Government Can Determine Location of Cell Phones without Telco Help

Interesting:

Triggerfish, also known as cell-site simulators or digital analyzers, are nothing new: the technology was used in the 1990s to hunt down renowned hacker Kevin Mitnick. By posing as a cell tower, triggerfish trick nearby cell phones into transmitting their serial numbers, phone numbers, and other data to law enforcement. Most previous descriptions of the technology, however, suggested that because of range limitations, triggerfish were only useful for zeroing in on a phone's precise location once cooperative cell providers had given a general location.

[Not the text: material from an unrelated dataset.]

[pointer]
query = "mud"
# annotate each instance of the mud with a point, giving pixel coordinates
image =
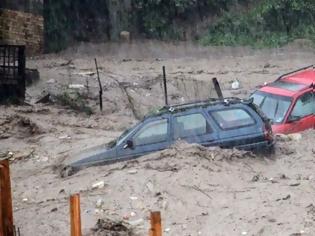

This summer, however, the American Civil Liberties Union and Electronic Frontier Foundation sued the Justice Department, seeking documents related to the FBI's cell-phone tracking practices. Since August, they've received a stream of documents—the most recent batch on November 6—that were posted on the Internet last week. In a post on the progressive blog Daily Kos, ACLU spokesperson Rachel Myers drew attention to language in several of those documents implying that triggerfish have broader application than previously believed.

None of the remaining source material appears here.